As you bring on new clients, one of the first things you will need to do is help them set up their payroll systems and processes. This is especially important for clients that may have new businesses themselves, as well as anytime you or your ...


As you bring on new clients, one of the first things you will need to do is help them set up their payroll systems and processes. This is especially important for clients that may have new businesses themselves, as well as anytime you or your existing clients migrate to a new software or system. While setting up payroll may seem like a rather intuitive task, setting it up properly may not always be.

One of the first things you will want to do is make your clients aware of all the local and state payroll laws that will impact their businesses. Each state may have different laws and regulations that govern how payroll should be set up. If your client operates in several states, they need to follow the rules for each state. It’s important that your clients are aware of the required information to process payroll and taxes so they can provide it to you in a timely fashion. Ensuring you’re both aware of the requirements up front will save you from missed deadlines and other headaches later down the line.

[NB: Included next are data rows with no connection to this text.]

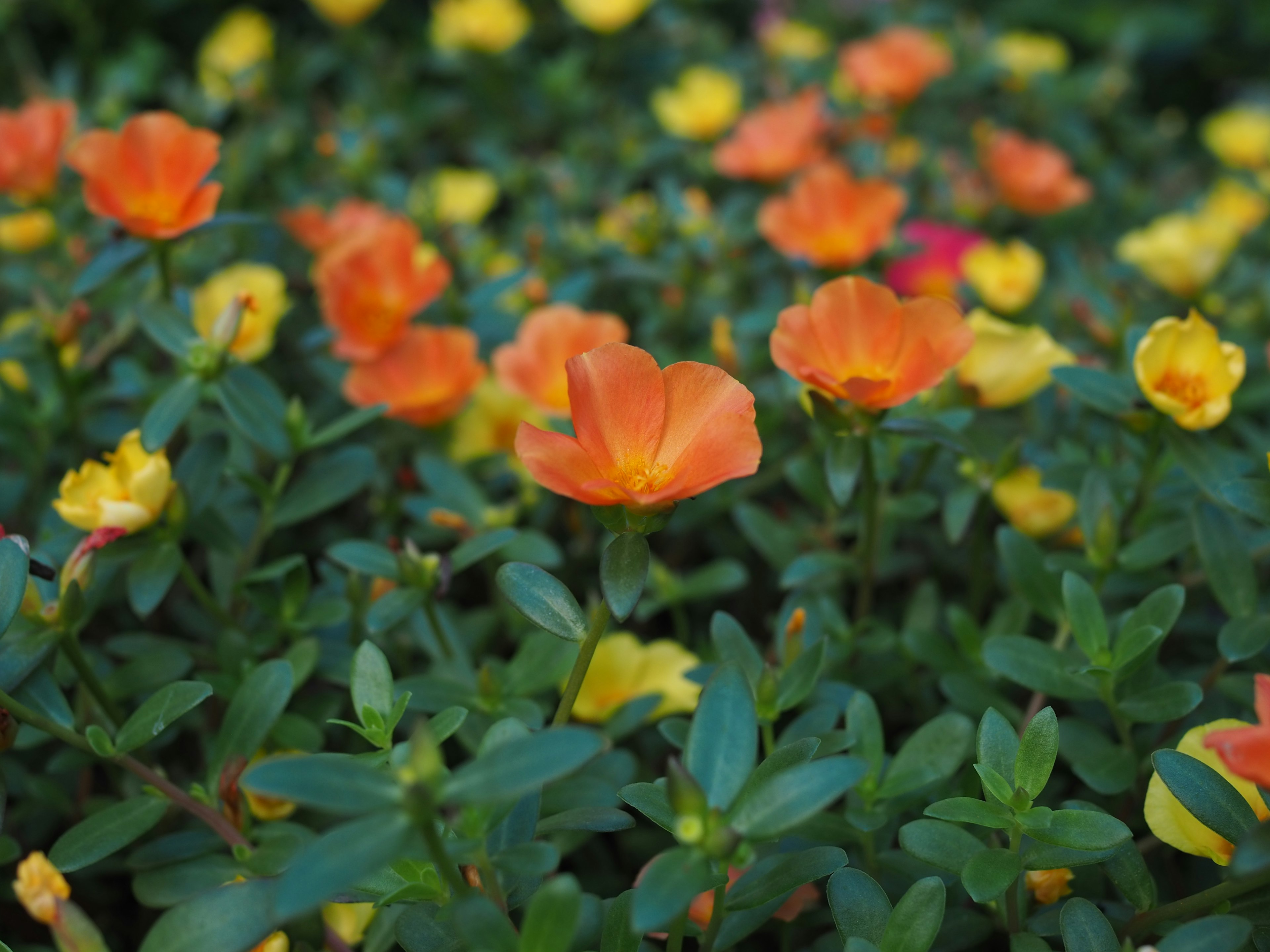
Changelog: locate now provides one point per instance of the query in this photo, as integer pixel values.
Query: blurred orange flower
(775, 140)
(647, 437)
(1034, 178)
(31, 146)
(532, 365)
(371, 285)
(858, 342)
(831, 219)
(895, 65)
(149, 177)
(425, 380)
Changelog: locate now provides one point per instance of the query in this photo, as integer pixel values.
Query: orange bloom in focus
(830, 219)
(371, 285)
(1246, 751)
(858, 342)
(31, 146)
(532, 366)
(647, 437)
(425, 380)
(149, 176)
(896, 65)
(775, 140)
(318, 230)
(1034, 178)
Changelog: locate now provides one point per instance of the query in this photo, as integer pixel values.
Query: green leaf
(1206, 794)
(106, 832)
(990, 873)
(1085, 928)
(169, 412)
(325, 484)
(1037, 753)
(1226, 560)
(544, 600)
(523, 766)
(723, 740)
(552, 920)
(859, 904)
(777, 875)
(917, 918)
(623, 573)
(159, 711)
(251, 716)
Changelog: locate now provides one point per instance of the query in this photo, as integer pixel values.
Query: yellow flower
(27, 231)
(1179, 252)
(1006, 277)
(1234, 202)
(1009, 362)
(794, 40)
(486, 26)
(1031, 508)
(1188, 373)
(463, 196)
(232, 58)
(346, 13)
(701, 106)
(624, 668)
(1171, 822)
(41, 889)
(1049, 885)
(489, 423)
(129, 493)
(265, 305)
(1240, 136)
(1025, 55)
(605, 16)
(349, 920)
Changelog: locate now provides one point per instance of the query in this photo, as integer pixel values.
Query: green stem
(599, 622)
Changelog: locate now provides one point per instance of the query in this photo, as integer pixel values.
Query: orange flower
(149, 177)
(425, 380)
(647, 437)
(858, 342)
(31, 146)
(775, 140)
(1246, 751)
(1034, 178)
(896, 65)
(371, 285)
(532, 366)
(318, 230)
(830, 219)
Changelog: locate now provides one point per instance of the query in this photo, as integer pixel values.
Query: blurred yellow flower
(349, 921)
(701, 106)
(263, 306)
(1006, 277)
(794, 40)
(346, 13)
(1174, 824)
(129, 492)
(1025, 55)
(1240, 136)
(624, 668)
(1032, 508)
(1180, 252)
(1009, 362)
(463, 196)
(1188, 373)
(486, 26)
(605, 16)
(233, 54)
(41, 888)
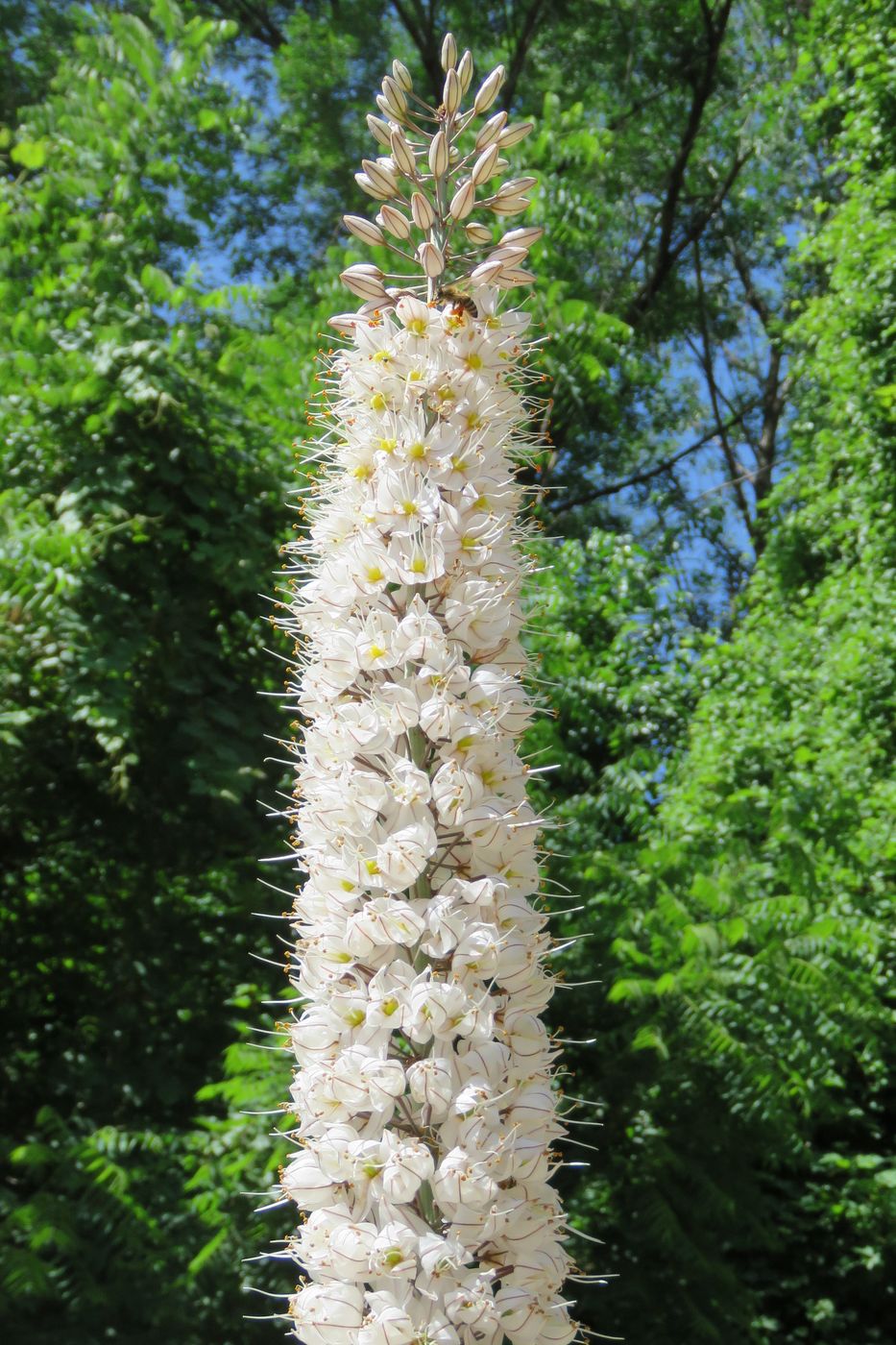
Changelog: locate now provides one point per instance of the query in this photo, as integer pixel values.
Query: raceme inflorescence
(424, 1107)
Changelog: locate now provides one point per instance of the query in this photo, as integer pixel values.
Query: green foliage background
(714, 631)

As you’re reviewing the payroll laws with your clients, be sure to have them request an employer identification number from the IRS if they do not already have one. They will need this number whenever they need to identify their business, but especially for tax and payroll purposes. The EIN number will appear on any W-2 or 1099 forms they issue.

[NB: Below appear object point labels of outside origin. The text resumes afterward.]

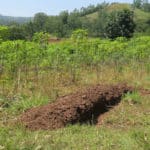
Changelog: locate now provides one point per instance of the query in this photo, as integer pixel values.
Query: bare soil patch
(80, 107)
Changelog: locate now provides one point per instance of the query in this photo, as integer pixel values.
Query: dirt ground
(81, 107)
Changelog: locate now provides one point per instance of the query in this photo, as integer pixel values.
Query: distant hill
(5, 20)
(139, 15)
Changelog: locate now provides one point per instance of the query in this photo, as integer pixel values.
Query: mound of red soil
(80, 107)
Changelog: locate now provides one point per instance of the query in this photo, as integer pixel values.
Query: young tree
(120, 24)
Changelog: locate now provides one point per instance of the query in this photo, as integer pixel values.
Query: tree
(40, 20)
(137, 3)
(120, 24)
(16, 32)
(79, 35)
(4, 33)
(41, 37)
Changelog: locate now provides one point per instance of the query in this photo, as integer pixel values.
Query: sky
(51, 7)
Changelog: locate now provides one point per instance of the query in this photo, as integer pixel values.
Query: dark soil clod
(80, 107)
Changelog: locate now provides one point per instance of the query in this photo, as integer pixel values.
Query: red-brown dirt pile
(80, 107)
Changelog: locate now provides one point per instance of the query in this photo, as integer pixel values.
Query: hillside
(5, 20)
(139, 15)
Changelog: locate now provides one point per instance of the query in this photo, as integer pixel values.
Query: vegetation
(93, 18)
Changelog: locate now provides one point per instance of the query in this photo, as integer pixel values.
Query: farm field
(34, 74)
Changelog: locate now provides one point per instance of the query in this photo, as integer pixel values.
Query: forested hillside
(7, 20)
(93, 18)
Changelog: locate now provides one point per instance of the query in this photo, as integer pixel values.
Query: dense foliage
(92, 18)
(20, 55)
(120, 24)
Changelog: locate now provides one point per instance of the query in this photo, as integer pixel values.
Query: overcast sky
(50, 7)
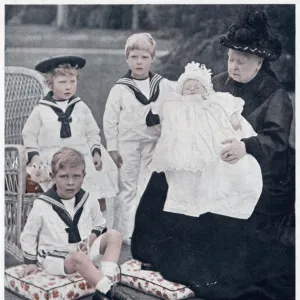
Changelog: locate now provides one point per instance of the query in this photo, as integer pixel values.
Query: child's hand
(27, 269)
(97, 161)
(235, 122)
(116, 157)
(83, 246)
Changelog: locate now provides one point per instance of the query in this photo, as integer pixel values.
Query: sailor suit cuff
(99, 232)
(96, 150)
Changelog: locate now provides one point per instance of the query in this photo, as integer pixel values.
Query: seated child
(196, 123)
(65, 232)
(60, 119)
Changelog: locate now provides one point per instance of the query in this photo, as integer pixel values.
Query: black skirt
(218, 257)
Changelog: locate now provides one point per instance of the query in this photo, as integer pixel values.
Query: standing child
(131, 126)
(62, 119)
(195, 126)
(65, 232)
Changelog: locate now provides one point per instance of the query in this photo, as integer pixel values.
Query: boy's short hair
(66, 157)
(63, 69)
(140, 41)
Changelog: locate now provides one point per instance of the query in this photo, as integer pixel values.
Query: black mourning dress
(220, 257)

Consult with your clients about the nature of their business to help them determine the best frequency for their pay periods – monthly, semi-monthly (i.e. the 1st and 15th of every month), bi-weekly or weekly. There are pros and cons to each schedule, but the important thing is to find the one that will work best for their business. A few of the things to consider are the impact on employee morale and how the payroll schedule will affect automation. In general, employees tend to prefer getting paid more frequently, so a weekly or bi-weekly schedule may be looked upon more favorably than a monthly one. Also, having payroll fall on the same day of the week every time (i.e. every other Thursday or every Friday) makes it easier to automate payroll processes and for those involved to stay on schedule. Monthly and bi-monthly payrolls tend to change with each month and can be a little harder to automate. Even if you are on a bi-monthly schedule, the 15th of the month won’t always fall on a weekday.

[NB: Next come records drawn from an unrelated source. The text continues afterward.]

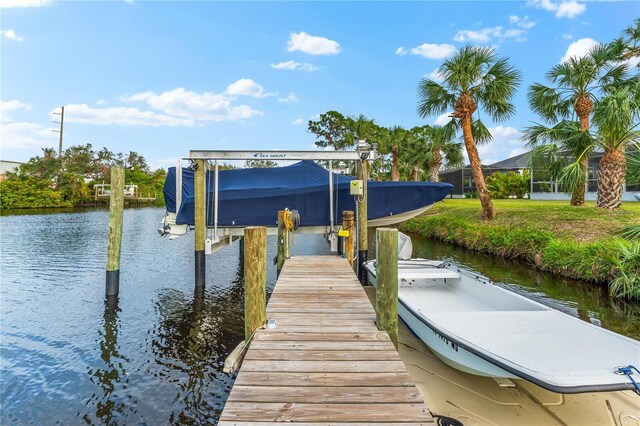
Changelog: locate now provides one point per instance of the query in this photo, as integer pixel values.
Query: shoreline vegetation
(576, 242)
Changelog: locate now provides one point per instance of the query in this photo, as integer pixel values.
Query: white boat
(480, 328)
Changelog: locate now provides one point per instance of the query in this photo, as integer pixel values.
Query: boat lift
(363, 151)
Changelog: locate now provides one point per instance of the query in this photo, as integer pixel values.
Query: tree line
(589, 104)
(67, 180)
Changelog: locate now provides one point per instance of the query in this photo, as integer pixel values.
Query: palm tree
(616, 117)
(577, 82)
(394, 138)
(472, 77)
(442, 148)
(555, 148)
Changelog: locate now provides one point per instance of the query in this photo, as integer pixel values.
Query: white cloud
(247, 87)
(291, 98)
(435, 75)
(485, 35)
(124, 116)
(25, 135)
(23, 3)
(312, 45)
(505, 144)
(8, 106)
(518, 31)
(11, 35)
(194, 106)
(443, 119)
(294, 66)
(563, 9)
(505, 134)
(428, 50)
(578, 49)
(524, 23)
(570, 9)
(163, 163)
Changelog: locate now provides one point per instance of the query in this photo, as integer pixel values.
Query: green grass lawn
(578, 242)
(583, 224)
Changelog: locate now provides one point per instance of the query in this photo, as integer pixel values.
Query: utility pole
(61, 123)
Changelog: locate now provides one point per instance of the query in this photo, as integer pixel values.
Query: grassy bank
(577, 242)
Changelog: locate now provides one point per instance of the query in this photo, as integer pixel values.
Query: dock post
(281, 237)
(363, 236)
(116, 206)
(255, 279)
(347, 224)
(200, 225)
(387, 282)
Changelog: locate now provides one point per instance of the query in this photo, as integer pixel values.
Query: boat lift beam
(363, 152)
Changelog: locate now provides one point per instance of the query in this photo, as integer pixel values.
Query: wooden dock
(325, 362)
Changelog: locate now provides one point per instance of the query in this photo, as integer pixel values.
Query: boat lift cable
(628, 371)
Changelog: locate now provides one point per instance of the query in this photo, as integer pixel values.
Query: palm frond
(572, 175)
(466, 67)
(481, 134)
(548, 102)
(631, 232)
(616, 116)
(496, 89)
(433, 98)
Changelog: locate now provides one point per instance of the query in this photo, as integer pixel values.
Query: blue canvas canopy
(250, 197)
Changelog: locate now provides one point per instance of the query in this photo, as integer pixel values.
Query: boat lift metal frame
(363, 151)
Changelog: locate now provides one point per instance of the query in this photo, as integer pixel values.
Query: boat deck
(325, 362)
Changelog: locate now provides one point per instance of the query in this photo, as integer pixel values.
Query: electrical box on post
(356, 188)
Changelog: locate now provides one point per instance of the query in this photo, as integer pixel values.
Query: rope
(628, 371)
(291, 220)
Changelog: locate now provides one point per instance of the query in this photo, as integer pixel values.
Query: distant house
(542, 187)
(462, 178)
(8, 166)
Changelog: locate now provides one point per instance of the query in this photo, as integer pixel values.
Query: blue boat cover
(253, 196)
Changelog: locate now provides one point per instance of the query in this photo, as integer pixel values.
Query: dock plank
(328, 394)
(325, 362)
(287, 412)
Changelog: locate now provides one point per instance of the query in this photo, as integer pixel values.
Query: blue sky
(161, 78)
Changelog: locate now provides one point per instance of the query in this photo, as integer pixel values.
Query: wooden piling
(363, 236)
(281, 241)
(348, 224)
(255, 279)
(387, 282)
(200, 224)
(116, 206)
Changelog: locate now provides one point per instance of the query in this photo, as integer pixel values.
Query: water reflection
(108, 403)
(190, 345)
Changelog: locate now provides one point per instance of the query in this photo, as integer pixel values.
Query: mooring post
(116, 206)
(200, 225)
(387, 282)
(281, 237)
(348, 225)
(363, 236)
(255, 279)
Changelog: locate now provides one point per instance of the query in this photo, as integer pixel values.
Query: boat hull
(442, 346)
(253, 197)
(481, 328)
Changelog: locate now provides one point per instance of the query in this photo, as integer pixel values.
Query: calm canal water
(66, 357)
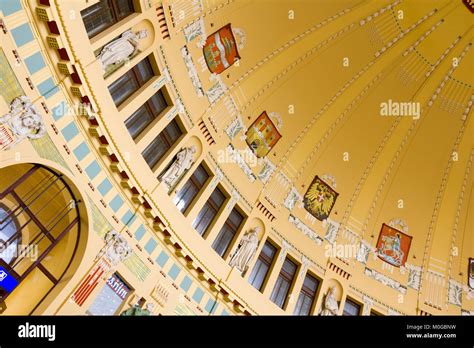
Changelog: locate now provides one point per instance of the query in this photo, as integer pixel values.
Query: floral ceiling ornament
(24, 121)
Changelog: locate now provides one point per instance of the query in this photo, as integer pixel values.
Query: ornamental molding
(385, 280)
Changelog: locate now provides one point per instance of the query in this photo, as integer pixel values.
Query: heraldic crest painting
(220, 50)
(262, 135)
(320, 199)
(393, 246)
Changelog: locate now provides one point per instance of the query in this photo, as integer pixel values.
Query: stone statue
(246, 250)
(138, 310)
(330, 306)
(24, 121)
(183, 161)
(122, 48)
(116, 248)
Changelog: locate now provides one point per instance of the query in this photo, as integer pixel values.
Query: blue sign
(7, 281)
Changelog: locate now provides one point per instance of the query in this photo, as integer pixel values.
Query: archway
(40, 230)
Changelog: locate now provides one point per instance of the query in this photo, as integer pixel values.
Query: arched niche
(143, 45)
(196, 142)
(254, 222)
(50, 216)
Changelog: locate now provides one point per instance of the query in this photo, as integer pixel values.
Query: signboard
(111, 297)
(7, 281)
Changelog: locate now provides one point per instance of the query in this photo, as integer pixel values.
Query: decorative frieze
(385, 280)
(195, 30)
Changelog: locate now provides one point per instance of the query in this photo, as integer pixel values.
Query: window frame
(353, 302)
(169, 144)
(290, 281)
(200, 189)
(230, 227)
(306, 293)
(217, 210)
(112, 5)
(132, 74)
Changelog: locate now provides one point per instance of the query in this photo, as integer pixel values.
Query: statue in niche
(330, 306)
(183, 161)
(116, 248)
(138, 310)
(246, 250)
(122, 48)
(24, 121)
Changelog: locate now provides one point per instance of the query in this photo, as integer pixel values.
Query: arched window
(39, 234)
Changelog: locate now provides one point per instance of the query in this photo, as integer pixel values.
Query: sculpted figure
(24, 120)
(330, 306)
(183, 161)
(246, 251)
(116, 248)
(122, 48)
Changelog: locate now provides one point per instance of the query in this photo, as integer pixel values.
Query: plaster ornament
(116, 248)
(122, 48)
(291, 199)
(183, 161)
(330, 306)
(246, 250)
(24, 121)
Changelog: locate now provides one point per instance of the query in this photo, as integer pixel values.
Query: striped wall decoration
(137, 267)
(91, 281)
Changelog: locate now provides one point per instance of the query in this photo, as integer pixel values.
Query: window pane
(158, 103)
(209, 211)
(144, 71)
(257, 277)
(204, 219)
(104, 14)
(124, 8)
(186, 195)
(262, 265)
(160, 145)
(307, 295)
(123, 87)
(97, 17)
(131, 81)
(227, 233)
(282, 286)
(138, 121)
(145, 115)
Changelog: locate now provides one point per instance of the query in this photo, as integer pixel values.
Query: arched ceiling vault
(333, 65)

Another important step is to detail the onboarding process for new hires. What will be the process for getting them into the payroll system? Will they be added as they are hired or whenever payroll tasks are regularly scheduled to run? When there is already a system in place, it makes it easier to add new employees to the payroll system as your clients experience personnel changes. If your client has been in business long enough to already have workers and payroll established, take this time to review paperwork for each full-time, part-time and contract worker. Ensure the proper state and federal forms have been filled out completely and accurately.

Lastly, be sure to factor bonuses into your clients’ short-term and long-term plans. Consider when and how you will pay out any bonuses, as well as the eligibility requirements. These will need to be processed through payroll just like wages and those that will be responsible for processing will need to be aware of responsibilities and deadlines.

While setting up payroll is usually done whenever you acquire a new client, it should also be done anytime you or your clients switch software or systems. When this happens, make sure you schedule time to discuss the necessary steps and actions with your clients, as well as ensure their payroll is set up properly and the necessary data transferred over. As with anything, glitches can and will happen. Be prepared to troubleshoot if the transition doesn’t go smoothly.

Payroll Accountant’s Checklist for July

  • Ensure that all monthly, quarterly and annual balances are accumulating properly; pay attention to any adjustments.
  • File Form 941 for the second quarter with the IRS by July 31 (or the next business day, if July 31 is a nonbusiness day)
  • Educate clients on state and federal requirements for new hire reporting.
  • Remind clients about employee classification requirements.
  • Review and update your payroll pricing strategy (bundling services, subscription pricing, a la carte pricing, etc.).